El 10 de diciembre de 1948, cuando el mundo se asomaba estremecido al horror de los campos de exterminio nazi y de la barbarie de la Segunda Guerra Mundial que ocasionó unos 50 millones de muertos, dejó ciudades enteras convertidas en escombros y nos asomó al poder destructor de las armas nucleares, un centenar de países reunidos en París, firmaron la Declaración Universal de los Derechos Humanos: “Todos los seres humanos nacen libres y son iguales en dignidad y derechos”. Hoy, después de 71 años de aquella firma solemne, el mundo es más desigual, injusto y discriminador que nunca. El inmenso poder creador de los seres humanos no está al servicio de la vida ni de la convivencia. Por eso, a pesar del enorme desarrollo científico y tecnológico, la vida gime herida de muerte y el mundo resulta para las mayorías cada vez más inhumano. De la salvación por la fe, pasamos a la salvación por la ciencia y el progreso, y en nuestros tiempos de violencia e individualismo, pareciera que estamos entrando en el “sálvese quien pueda”. Impera el darwinismo social, la sobrevivencia de los más fuertes y mejor dotados. De conquistar la tierra hemos pasado a destruirla y, de seguir así, a destruirnos nosotros con ella. Algunos presagian que nuestra civilización acabará suicidándose. Observadores como C.S. Lewis destacan que cada nuevo poder que logra el hombre se convierte en “poder sobre el hombre”, y que la conquista final del hombre será la “abolición del hombre”.

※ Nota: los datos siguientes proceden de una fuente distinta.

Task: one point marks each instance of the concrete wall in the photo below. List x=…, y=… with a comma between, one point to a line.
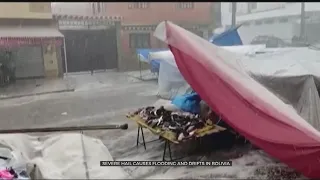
x=25, y=10
x=157, y=12
x=50, y=61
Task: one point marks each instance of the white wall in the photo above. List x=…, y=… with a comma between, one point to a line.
x=71, y=8
x=276, y=11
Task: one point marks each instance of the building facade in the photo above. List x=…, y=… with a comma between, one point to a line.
x=280, y=19
x=141, y=18
x=30, y=35
x=91, y=36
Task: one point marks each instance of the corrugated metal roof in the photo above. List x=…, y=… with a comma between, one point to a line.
x=40, y=32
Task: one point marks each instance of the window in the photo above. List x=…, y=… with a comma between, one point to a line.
x=39, y=7
x=99, y=7
x=198, y=33
x=247, y=23
x=230, y=7
x=269, y=21
x=189, y=5
x=139, y=40
x=252, y=6
x=258, y=22
x=138, y=5
x=283, y=20
x=93, y=8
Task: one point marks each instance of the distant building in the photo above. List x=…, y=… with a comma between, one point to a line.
x=29, y=33
x=141, y=18
x=280, y=19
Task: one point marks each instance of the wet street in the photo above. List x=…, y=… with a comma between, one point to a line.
x=106, y=101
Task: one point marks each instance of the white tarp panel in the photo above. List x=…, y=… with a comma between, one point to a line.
x=29, y=62
x=29, y=31
x=290, y=73
x=61, y=156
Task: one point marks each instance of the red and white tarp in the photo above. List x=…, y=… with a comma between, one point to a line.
x=256, y=113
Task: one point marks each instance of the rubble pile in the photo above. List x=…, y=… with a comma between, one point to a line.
x=183, y=124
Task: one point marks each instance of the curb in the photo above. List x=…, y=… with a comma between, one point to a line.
x=36, y=94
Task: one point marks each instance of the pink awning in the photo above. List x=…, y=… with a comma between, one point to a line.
x=243, y=103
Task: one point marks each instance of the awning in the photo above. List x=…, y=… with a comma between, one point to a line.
x=250, y=108
x=17, y=36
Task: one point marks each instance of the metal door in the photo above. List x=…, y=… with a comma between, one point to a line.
x=98, y=46
x=29, y=62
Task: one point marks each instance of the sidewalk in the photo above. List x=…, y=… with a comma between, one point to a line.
x=32, y=87
x=86, y=81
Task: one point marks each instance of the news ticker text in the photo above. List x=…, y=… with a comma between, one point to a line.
x=165, y=163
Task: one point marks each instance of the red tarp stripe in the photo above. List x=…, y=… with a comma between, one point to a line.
x=273, y=131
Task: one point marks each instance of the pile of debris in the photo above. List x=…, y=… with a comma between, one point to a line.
x=183, y=124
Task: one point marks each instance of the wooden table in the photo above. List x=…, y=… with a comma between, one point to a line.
x=169, y=136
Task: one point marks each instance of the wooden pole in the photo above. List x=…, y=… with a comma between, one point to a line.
x=302, y=22
x=234, y=14
x=61, y=129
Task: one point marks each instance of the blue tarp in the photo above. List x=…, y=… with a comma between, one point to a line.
x=188, y=102
x=230, y=37
x=191, y=102
x=143, y=55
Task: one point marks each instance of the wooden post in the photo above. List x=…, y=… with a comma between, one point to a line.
x=234, y=14
x=302, y=22
x=119, y=47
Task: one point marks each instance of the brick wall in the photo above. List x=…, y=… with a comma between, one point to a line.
x=157, y=12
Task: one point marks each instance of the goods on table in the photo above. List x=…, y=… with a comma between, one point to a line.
x=183, y=124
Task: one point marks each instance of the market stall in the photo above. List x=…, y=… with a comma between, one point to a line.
x=173, y=127
x=223, y=82
x=143, y=57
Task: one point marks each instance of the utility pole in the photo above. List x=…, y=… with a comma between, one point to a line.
x=302, y=22
x=234, y=13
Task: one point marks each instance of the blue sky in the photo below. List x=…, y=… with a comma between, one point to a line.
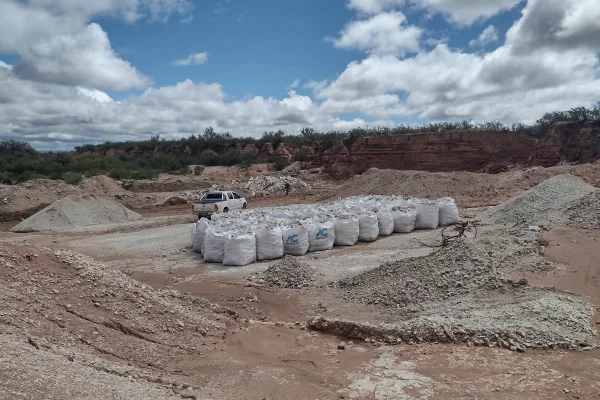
x=257, y=50
x=86, y=72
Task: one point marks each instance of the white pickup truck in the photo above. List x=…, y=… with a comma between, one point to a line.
x=216, y=202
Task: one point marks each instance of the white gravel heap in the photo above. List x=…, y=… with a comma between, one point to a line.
x=585, y=212
x=541, y=204
x=289, y=272
x=275, y=183
x=77, y=211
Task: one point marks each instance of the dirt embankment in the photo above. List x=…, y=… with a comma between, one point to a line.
x=21, y=201
x=77, y=211
x=470, y=189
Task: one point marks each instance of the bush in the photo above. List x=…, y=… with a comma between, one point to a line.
x=208, y=157
x=72, y=178
x=280, y=162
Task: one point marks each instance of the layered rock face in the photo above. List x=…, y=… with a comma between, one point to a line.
x=465, y=151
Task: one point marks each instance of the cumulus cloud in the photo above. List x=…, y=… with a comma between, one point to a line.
x=384, y=33
x=467, y=11
x=85, y=59
x=543, y=66
x=459, y=11
x=548, y=61
x=489, y=35
x=192, y=59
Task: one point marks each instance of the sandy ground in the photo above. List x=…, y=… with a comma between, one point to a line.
x=269, y=355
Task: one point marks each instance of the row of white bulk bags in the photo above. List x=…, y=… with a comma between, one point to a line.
x=295, y=239
x=347, y=228
x=269, y=243
x=448, y=212
x=404, y=217
x=214, y=245
x=427, y=214
x=368, y=227
x=385, y=221
x=200, y=234
x=321, y=234
x=239, y=249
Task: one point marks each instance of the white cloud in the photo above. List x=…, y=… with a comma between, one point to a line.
x=459, y=11
x=467, y=11
x=549, y=61
x=84, y=59
x=384, y=33
x=487, y=36
x=192, y=59
x=558, y=25
x=374, y=6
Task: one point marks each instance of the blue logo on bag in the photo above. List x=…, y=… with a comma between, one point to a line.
x=322, y=233
x=292, y=240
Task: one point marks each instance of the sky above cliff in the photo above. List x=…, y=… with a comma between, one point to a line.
x=79, y=71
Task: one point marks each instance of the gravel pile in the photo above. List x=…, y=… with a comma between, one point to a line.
x=585, y=212
x=77, y=211
x=271, y=183
x=540, y=204
x=452, y=271
x=461, y=294
x=289, y=272
x=537, y=321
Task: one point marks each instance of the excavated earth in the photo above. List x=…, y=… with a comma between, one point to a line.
x=127, y=310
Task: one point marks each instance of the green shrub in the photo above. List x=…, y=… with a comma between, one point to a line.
x=280, y=162
x=72, y=178
x=208, y=157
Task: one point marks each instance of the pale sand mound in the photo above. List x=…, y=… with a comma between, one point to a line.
x=76, y=211
x=542, y=204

Las desigualdades se agigantan de un modo vertiginoso entre países y entre grupos dentro de cada país. Se calcula que el 99% de la riqueza del mundo está en manos del 1% de la población, unos 70 millones de personas. El 95% de esa élite son varones. Las mujeres, a iguales cotas de trabajo, ganan, como media, la mitad. Esos 70 millones de prepotentes basan su poderío económico en el manejo de algunos sectores productivos, como la industria farmacéutica, las finanzas y la banca, la sanidad y el negocio de los seguros.

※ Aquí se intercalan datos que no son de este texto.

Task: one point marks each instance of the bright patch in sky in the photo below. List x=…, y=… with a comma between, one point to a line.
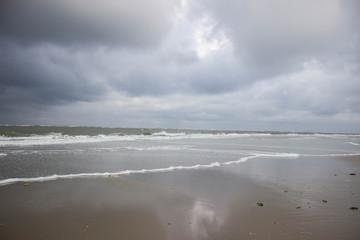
x=207, y=40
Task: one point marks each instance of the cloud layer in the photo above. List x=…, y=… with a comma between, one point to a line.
x=260, y=65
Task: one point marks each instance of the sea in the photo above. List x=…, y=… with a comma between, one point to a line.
x=50, y=153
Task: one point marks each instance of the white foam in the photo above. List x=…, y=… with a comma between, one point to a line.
x=159, y=148
x=156, y=170
x=105, y=174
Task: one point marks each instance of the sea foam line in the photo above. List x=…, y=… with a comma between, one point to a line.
x=156, y=170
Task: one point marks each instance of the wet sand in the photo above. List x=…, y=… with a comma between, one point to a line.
x=194, y=204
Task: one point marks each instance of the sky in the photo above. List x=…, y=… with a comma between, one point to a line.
x=279, y=65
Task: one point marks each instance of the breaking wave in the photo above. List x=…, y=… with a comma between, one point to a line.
x=142, y=171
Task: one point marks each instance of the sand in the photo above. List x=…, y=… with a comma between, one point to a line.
x=216, y=203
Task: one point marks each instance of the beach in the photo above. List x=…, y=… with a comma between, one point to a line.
x=298, y=191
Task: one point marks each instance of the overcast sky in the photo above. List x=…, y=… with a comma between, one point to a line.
x=290, y=65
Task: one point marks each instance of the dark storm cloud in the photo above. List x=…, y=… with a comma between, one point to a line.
x=108, y=22
x=36, y=75
x=201, y=63
x=276, y=37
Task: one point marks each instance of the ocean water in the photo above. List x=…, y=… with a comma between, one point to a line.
x=45, y=153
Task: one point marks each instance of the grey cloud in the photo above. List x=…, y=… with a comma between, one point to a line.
x=108, y=22
x=32, y=75
x=276, y=37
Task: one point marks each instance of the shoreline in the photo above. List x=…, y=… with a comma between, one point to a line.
x=192, y=204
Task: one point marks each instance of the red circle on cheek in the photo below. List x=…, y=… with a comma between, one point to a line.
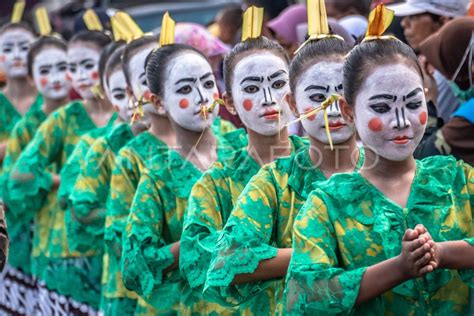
x=375, y=125
x=95, y=75
x=248, y=105
x=309, y=109
x=423, y=118
x=184, y=103
x=43, y=81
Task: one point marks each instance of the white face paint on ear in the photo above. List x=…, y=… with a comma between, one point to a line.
x=50, y=73
x=14, y=50
x=83, y=68
x=138, y=77
x=259, y=87
x=189, y=85
x=390, y=111
x=117, y=94
x=315, y=85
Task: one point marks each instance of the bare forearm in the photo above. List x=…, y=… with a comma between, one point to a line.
x=3, y=150
x=56, y=181
x=175, y=247
x=456, y=255
x=380, y=278
x=268, y=269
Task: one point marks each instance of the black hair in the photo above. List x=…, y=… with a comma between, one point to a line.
x=105, y=56
x=39, y=45
x=370, y=54
x=314, y=52
x=158, y=60
x=115, y=62
x=131, y=49
x=20, y=25
x=95, y=37
x=251, y=45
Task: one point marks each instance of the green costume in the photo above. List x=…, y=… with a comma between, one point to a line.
x=260, y=224
x=129, y=165
x=347, y=225
x=211, y=201
x=9, y=116
x=19, y=228
x=30, y=184
x=76, y=162
x=155, y=223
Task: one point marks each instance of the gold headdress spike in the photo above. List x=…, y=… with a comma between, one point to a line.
x=252, y=23
x=323, y=107
x=42, y=21
x=167, y=30
x=138, y=112
x=92, y=21
x=128, y=24
x=379, y=20
x=318, y=26
x=18, y=10
x=119, y=32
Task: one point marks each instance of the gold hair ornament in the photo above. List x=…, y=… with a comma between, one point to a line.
x=129, y=26
x=42, y=21
x=323, y=107
x=167, y=30
x=252, y=23
x=318, y=26
x=92, y=21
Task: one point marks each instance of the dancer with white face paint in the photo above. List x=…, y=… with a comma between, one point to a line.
x=363, y=240
x=256, y=73
x=32, y=188
x=181, y=81
x=274, y=195
x=132, y=159
x=19, y=94
x=50, y=79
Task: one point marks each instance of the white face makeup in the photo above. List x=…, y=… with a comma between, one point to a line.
x=138, y=78
x=14, y=49
x=189, y=85
x=259, y=87
x=117, y=94
x=390, y=111
x=50, y=73
x=83, y=69
x=314, y=86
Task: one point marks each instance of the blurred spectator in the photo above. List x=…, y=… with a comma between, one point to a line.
x=284, y=27
x=214, y=49
x=450, y=51
x=351, y=14
x=229, y=23
x=422, y=18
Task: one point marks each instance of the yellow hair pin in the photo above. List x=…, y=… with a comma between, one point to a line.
x=138, y=112
x=318, y=26
x=18, y=10
x=91, y=20
x=118, y=30
x=379, y=20
x=167, y=30
x=42, y=21
x=252, y=23
x=128, y=24
x=323, y=107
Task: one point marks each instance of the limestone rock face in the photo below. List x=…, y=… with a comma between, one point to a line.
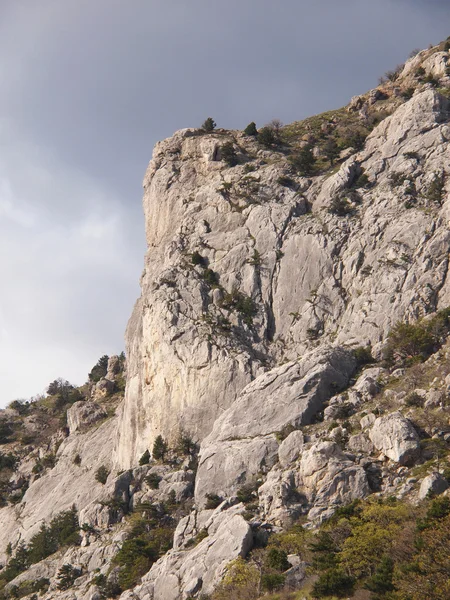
x=242, y=442
x=432, y=484
x=83, y=414
x=329, y=479
x=396, y=438
x=305, y=277
x=182, y=573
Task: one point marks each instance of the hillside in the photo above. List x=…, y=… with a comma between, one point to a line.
x=284, y=427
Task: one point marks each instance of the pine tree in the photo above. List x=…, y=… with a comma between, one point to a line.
x=145, y=458
x=209, y=125
x=159, y=448
x=251, y=129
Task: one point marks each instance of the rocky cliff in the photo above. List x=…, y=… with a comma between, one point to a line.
x=264, y=349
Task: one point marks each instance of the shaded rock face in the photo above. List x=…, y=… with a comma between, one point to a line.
x=395, y=436
x=191, y=352
x=242, y=443
x=183, y=573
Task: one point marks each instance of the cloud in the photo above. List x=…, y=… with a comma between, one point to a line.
x=89, y=87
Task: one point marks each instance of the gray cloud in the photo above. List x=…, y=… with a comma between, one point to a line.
x=89, y=87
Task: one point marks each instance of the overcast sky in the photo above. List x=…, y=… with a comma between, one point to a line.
x=89, y=86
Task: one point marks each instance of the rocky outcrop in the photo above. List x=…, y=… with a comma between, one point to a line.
x=184, y=573
x=191, y=349
x=432, y=485
x=84, y=414
x=243, y=442
x=396, y=438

Según la ONU, cada tres segundos, muere un niño de hambre, 1.200 cada hora. El hambre produce una matanza diaria similar a todos los muertos que ocasionó la bomba nuclear sobre Hiroshima. Sin embargo, si la humanidad se lo propusiera seriamente, el hambre podría ser derrotada fácilmente: Según la FAO (Organización de las Naciones Unidas para la Agricultura y la Alimentación) la agricultura moderna está en capacidad de alimentar a doce mil millones de personas, casi el doble de la población actual. Pero no hay voluntad política para ello. Por ello, Jean Ziegler, exrelator especial de la ONU para el Derecho a la Alimentación, cataloga al actual orden mundial como asesino y absurdo: “El orden mundial no es sólo asesino, sino absurdo; pues mata sin necesidad: Hoy ya no existen las fatalidades. Un niño que muere de hambre hoy, muere asesinado”

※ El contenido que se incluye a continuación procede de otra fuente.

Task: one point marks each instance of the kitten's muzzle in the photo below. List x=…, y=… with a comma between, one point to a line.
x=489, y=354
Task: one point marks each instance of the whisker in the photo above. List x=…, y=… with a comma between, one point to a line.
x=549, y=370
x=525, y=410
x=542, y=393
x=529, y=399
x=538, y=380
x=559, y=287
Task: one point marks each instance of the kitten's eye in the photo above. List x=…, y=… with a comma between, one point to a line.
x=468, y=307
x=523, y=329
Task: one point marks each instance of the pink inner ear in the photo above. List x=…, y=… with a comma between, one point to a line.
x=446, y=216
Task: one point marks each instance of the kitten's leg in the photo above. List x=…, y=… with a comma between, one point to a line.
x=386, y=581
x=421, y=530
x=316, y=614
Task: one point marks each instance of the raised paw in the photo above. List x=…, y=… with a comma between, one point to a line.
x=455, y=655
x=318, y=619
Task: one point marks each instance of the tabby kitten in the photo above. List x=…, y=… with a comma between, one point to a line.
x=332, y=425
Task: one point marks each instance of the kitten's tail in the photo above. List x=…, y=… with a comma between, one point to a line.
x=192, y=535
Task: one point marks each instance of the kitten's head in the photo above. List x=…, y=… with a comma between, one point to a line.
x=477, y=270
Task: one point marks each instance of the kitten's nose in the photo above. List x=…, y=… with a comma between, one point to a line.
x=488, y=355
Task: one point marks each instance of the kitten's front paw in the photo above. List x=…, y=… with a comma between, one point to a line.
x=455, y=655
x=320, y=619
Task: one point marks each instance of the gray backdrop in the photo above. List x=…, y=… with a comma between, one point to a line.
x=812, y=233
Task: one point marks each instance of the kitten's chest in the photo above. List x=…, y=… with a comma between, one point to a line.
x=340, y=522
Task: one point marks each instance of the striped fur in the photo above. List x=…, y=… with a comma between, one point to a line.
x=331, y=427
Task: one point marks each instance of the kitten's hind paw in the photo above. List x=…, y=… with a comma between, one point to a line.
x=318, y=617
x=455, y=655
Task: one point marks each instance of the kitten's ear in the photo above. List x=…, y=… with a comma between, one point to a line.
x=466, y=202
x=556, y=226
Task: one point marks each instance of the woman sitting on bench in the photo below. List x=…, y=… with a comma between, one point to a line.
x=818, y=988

En cuanto a Venezuela, si bien tenemos una Constitución muy avanzada, que debería garantizarnos nuestros derechos esenciales, sirve de muy poco pues son derechos que no se cumplen. Derechos fundamentales como el derecho a la vida, a la libertad y a la igualdad son violados continuamente. Ni qué decir de otros, como el derecho a la salud, a la alimentación, a la educación, a la información y a la seguridad. Es hora de superar la hipocresía que proclama los derechos humanos esenciales y luego implanta unas políticas económicas y sociales que impiden su realización. Exigimos que los derechos se transformen en hechos.